Pelatih Timnas Indonesia U-19 itu menyebut pengalaman bertanding akan membantu para pemain membaca permainan lawan dan mengambil keputusan dengan lebih cepat. Ia juga melihat uji coba sebagai sarana untuk memperkuat saling pengertian antarpemain di lapangan.
Fisik dan pengambilan keputusan belum maksimal
Selain soal pengalaman, Nova menyoroti kondisi fisik pemain yang belum berada pada level terbaik. Menurut dia, aspek tersebut sangat berpengaruh terhadap daya tahan dan kualitas permainan tim secara keseluruhan.
Ia juga menilai konsistensi permainan masih perlu dibenahi. Dalam pengamatannya, para pemain masih terlalu lama mengambil keputusan sehingga mudah terbaca oleh lawan.
“Demikian juga halnya dengan performa yang belum konsisten. Anak-anak masih terlalu lama untuk mengambil keputusan, sehingga terbaca lawan,” ujarnya.
Evaluasi atas sejumlah kekurangan itu akan dilakukan bersama PSSI dan pelatih timnas senior. Langkah tersebut diharapkan bisa membantu tim menemukan solusi yang lebih terarah menjelang agenda resmi berikutnya.
Modal mental sudah membaik
Di tengah catatan teknis tersebut, Nova melihat ada perkembangan positif pada mental pemain.
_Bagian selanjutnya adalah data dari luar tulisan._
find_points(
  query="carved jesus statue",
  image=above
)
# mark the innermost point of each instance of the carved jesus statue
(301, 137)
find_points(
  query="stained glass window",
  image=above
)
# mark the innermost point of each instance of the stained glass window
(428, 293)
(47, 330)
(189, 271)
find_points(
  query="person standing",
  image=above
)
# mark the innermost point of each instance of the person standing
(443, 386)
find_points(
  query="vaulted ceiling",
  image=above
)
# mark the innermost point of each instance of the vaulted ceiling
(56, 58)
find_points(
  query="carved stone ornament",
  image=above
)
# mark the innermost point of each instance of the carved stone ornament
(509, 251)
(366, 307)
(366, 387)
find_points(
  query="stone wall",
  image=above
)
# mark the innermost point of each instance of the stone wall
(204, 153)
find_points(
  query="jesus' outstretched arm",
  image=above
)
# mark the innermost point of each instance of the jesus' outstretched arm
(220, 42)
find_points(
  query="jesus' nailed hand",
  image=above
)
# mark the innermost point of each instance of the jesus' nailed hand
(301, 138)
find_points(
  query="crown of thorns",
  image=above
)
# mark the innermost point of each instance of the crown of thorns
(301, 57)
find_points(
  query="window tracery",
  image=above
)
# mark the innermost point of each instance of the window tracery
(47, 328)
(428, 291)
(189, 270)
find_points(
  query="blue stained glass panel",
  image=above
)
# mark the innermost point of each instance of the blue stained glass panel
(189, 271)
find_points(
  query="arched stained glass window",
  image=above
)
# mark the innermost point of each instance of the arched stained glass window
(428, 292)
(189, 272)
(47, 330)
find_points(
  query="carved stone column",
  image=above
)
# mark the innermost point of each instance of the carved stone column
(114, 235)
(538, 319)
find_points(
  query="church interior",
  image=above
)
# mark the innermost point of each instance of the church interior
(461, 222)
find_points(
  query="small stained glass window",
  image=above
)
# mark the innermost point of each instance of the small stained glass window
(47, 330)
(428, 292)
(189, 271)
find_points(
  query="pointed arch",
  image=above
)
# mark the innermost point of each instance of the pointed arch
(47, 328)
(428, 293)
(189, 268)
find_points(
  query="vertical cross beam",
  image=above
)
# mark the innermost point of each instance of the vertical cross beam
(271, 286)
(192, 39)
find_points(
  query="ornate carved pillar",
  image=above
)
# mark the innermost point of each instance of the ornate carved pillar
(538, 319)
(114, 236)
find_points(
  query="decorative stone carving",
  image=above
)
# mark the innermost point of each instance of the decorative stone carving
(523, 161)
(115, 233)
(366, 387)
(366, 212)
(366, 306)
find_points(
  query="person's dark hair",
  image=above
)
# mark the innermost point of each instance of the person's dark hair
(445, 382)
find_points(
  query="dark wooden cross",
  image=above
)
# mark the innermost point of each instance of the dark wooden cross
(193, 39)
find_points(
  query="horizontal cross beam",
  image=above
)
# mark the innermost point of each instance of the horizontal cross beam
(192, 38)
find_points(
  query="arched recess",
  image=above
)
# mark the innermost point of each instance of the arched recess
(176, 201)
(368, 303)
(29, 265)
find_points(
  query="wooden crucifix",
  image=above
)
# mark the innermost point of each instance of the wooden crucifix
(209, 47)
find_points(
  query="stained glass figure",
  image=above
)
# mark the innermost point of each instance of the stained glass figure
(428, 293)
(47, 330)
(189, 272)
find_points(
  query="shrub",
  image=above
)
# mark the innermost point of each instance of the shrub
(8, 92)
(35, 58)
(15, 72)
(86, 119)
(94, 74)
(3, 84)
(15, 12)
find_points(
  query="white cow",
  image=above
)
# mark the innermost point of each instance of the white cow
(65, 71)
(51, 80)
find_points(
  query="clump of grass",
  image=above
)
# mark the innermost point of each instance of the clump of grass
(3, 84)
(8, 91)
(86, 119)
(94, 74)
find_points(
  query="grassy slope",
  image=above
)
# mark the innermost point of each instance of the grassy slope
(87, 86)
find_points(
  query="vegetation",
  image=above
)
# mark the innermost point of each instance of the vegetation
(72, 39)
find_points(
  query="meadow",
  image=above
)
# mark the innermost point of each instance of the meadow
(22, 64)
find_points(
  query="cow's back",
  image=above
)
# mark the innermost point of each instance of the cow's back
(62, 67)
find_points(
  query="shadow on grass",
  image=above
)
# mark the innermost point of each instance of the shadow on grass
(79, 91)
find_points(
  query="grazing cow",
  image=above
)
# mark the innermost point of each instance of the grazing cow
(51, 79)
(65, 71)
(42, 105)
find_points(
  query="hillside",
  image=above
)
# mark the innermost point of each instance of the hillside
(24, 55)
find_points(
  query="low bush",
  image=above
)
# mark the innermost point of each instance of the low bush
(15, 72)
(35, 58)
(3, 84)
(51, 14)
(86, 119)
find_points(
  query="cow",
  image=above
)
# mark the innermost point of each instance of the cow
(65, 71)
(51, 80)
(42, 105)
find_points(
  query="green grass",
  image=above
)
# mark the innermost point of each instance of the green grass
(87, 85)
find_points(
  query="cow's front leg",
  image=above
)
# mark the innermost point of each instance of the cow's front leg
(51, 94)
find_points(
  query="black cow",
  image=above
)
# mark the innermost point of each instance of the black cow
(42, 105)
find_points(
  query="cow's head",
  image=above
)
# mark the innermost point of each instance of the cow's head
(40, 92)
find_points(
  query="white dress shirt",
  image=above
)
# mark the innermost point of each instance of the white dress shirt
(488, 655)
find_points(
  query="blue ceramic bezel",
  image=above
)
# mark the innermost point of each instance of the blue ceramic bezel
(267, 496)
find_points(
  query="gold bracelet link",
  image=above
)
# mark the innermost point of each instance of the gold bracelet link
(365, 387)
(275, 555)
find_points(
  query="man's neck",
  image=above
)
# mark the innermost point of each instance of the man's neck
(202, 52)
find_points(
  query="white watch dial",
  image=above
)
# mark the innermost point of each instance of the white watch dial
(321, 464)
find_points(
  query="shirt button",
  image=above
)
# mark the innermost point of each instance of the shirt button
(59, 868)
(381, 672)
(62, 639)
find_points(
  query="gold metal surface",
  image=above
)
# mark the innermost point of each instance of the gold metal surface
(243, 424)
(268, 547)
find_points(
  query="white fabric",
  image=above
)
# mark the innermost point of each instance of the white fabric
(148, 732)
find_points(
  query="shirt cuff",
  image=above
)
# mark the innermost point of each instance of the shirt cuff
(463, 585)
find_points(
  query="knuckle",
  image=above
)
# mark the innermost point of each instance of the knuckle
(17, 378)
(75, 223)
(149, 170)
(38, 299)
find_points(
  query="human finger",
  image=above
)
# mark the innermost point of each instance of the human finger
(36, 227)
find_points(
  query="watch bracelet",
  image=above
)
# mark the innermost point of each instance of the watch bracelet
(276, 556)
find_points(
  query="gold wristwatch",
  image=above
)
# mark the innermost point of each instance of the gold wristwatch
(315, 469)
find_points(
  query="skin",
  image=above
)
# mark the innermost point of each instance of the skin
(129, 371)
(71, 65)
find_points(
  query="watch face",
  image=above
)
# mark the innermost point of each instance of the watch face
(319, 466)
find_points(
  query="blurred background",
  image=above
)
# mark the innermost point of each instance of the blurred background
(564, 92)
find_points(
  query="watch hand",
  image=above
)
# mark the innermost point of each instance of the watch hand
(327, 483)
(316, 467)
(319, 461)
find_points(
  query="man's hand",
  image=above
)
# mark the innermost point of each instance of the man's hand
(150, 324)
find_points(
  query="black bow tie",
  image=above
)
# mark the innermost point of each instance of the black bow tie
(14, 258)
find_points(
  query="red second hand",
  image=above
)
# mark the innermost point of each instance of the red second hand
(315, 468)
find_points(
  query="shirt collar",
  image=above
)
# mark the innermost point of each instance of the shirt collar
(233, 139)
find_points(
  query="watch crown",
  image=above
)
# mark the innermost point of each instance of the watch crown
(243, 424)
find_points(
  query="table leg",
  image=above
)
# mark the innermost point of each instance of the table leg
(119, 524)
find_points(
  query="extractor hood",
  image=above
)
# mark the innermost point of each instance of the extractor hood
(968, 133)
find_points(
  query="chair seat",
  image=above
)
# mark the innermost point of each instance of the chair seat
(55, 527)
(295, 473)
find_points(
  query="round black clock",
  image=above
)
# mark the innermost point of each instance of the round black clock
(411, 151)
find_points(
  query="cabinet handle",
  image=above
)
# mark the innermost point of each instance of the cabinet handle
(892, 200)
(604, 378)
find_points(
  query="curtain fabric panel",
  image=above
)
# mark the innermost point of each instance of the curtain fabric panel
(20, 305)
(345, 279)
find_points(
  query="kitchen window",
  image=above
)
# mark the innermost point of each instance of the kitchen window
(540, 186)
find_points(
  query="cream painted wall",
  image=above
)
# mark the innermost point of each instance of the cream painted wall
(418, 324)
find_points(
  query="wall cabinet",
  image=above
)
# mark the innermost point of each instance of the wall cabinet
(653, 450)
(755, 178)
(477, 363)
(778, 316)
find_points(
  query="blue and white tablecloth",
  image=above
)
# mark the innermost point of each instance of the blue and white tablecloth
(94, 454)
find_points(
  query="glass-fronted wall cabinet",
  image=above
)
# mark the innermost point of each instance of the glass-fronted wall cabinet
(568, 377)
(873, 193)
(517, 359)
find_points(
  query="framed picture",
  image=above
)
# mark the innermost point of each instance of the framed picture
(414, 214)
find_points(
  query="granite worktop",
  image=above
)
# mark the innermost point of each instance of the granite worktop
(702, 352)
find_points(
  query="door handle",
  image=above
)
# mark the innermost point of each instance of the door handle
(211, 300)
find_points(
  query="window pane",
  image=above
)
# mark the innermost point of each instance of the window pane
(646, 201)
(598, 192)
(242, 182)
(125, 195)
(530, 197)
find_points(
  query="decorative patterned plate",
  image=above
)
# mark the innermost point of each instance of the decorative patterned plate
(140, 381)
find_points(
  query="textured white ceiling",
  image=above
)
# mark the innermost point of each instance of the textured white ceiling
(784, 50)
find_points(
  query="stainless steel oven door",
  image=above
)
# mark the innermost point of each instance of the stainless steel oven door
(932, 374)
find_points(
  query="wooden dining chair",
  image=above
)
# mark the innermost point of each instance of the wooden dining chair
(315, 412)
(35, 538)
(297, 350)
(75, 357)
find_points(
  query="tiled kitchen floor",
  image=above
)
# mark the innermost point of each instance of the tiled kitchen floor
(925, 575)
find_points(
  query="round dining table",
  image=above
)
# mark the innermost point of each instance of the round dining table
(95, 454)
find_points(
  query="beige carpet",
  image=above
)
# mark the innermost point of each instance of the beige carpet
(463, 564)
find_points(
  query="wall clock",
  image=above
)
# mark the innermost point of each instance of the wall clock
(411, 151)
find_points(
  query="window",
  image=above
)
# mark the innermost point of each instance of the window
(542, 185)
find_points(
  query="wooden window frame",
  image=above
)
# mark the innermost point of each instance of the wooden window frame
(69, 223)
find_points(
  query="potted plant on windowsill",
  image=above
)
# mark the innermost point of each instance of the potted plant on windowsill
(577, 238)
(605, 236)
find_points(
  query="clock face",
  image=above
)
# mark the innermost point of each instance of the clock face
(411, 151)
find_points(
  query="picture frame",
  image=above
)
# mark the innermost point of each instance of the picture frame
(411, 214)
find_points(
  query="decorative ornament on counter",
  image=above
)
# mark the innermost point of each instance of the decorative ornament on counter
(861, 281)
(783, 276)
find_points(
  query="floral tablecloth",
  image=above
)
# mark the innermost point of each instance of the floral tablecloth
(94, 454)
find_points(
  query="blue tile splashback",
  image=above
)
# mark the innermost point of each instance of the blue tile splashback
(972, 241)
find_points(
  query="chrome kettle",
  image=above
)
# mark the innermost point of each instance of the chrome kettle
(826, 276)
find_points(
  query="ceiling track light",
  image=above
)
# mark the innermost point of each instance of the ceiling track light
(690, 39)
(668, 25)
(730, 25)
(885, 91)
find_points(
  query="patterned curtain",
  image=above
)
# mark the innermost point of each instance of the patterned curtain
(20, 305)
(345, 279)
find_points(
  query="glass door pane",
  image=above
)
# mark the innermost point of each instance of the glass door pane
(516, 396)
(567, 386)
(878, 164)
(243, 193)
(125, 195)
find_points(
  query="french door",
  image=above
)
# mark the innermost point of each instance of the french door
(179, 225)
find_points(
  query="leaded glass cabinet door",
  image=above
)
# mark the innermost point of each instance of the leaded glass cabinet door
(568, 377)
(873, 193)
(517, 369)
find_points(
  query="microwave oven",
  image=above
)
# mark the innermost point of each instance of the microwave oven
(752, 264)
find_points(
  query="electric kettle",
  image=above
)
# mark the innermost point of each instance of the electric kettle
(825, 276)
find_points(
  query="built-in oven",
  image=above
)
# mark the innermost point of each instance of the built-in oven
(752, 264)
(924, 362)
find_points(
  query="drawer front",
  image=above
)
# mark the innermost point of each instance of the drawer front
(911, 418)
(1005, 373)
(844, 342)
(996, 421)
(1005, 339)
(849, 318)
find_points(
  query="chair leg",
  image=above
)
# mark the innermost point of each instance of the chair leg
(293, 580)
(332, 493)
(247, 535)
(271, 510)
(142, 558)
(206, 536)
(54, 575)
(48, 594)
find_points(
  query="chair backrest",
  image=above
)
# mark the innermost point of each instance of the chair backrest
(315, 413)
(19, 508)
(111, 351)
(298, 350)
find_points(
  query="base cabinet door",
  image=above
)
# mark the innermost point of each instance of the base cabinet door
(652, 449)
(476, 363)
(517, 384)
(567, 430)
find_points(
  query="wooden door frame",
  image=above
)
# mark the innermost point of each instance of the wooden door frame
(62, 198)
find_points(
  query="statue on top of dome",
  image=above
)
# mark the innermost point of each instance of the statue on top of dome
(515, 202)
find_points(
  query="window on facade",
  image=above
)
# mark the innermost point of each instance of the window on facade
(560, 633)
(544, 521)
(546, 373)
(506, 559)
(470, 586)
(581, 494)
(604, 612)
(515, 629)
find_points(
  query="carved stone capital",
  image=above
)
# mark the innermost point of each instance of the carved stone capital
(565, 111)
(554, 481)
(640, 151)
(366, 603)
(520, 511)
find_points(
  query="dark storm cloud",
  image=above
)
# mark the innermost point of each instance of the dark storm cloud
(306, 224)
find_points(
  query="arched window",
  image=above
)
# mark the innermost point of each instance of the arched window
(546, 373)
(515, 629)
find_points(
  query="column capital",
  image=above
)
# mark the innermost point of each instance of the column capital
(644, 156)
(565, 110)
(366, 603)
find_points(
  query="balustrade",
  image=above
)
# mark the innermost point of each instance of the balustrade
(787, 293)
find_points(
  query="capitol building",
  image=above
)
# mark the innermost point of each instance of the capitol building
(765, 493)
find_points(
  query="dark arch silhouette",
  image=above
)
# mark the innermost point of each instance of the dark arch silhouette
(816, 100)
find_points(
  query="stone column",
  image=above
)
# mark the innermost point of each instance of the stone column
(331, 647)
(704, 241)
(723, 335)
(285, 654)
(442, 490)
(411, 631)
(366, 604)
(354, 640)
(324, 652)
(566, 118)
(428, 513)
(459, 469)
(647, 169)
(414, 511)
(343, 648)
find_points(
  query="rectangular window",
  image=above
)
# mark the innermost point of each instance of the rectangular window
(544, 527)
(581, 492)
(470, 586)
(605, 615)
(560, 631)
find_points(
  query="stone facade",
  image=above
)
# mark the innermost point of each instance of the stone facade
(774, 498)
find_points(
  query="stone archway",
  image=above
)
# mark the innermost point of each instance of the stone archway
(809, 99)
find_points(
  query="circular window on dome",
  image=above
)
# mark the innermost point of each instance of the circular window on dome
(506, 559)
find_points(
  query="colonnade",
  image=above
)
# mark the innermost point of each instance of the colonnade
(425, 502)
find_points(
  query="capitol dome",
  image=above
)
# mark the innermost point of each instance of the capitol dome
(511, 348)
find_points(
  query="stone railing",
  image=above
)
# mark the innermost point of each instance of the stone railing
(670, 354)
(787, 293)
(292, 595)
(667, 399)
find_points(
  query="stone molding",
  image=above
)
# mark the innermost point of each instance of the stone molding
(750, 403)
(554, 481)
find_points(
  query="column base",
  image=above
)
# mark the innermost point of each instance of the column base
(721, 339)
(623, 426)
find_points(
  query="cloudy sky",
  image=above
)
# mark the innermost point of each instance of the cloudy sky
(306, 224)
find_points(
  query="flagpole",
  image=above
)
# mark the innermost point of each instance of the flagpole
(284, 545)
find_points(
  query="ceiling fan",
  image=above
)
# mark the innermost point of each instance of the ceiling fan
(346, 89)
Ia menyebut para pemain sudah menunjukkan kemajuan dan modal itu perlu dijaga agar terus berkembang.
“Mental pemain sudah banyak kemajuan dan kami harapkan itu bisa terus ditingkatkan hingga kita benar-benar siap nanti menjalani kualifikasi Piala Asia,” kata Nova.
Persiapan Timnas U-19 kini tidak hanya bertumpu pada mental. Pembenahan teknik, taktik, dan fisik juga masih harus dimatangkan agar tim bisa tampil lebih solid saat laga penting dimulai.
Hasil di Piala AFF U-19 sebelumnya memberi banyak pelajaran bagi tim, terutama terkait kesiapan menghadapi lawan dengan intensitas tinggi. Indonesia menutup turnamen itu di posisi ketiga setelah mengalahkan Kamboja 1-0, sementara gelar juara direbut Australia usai menang 2-0 atas Thailand di final.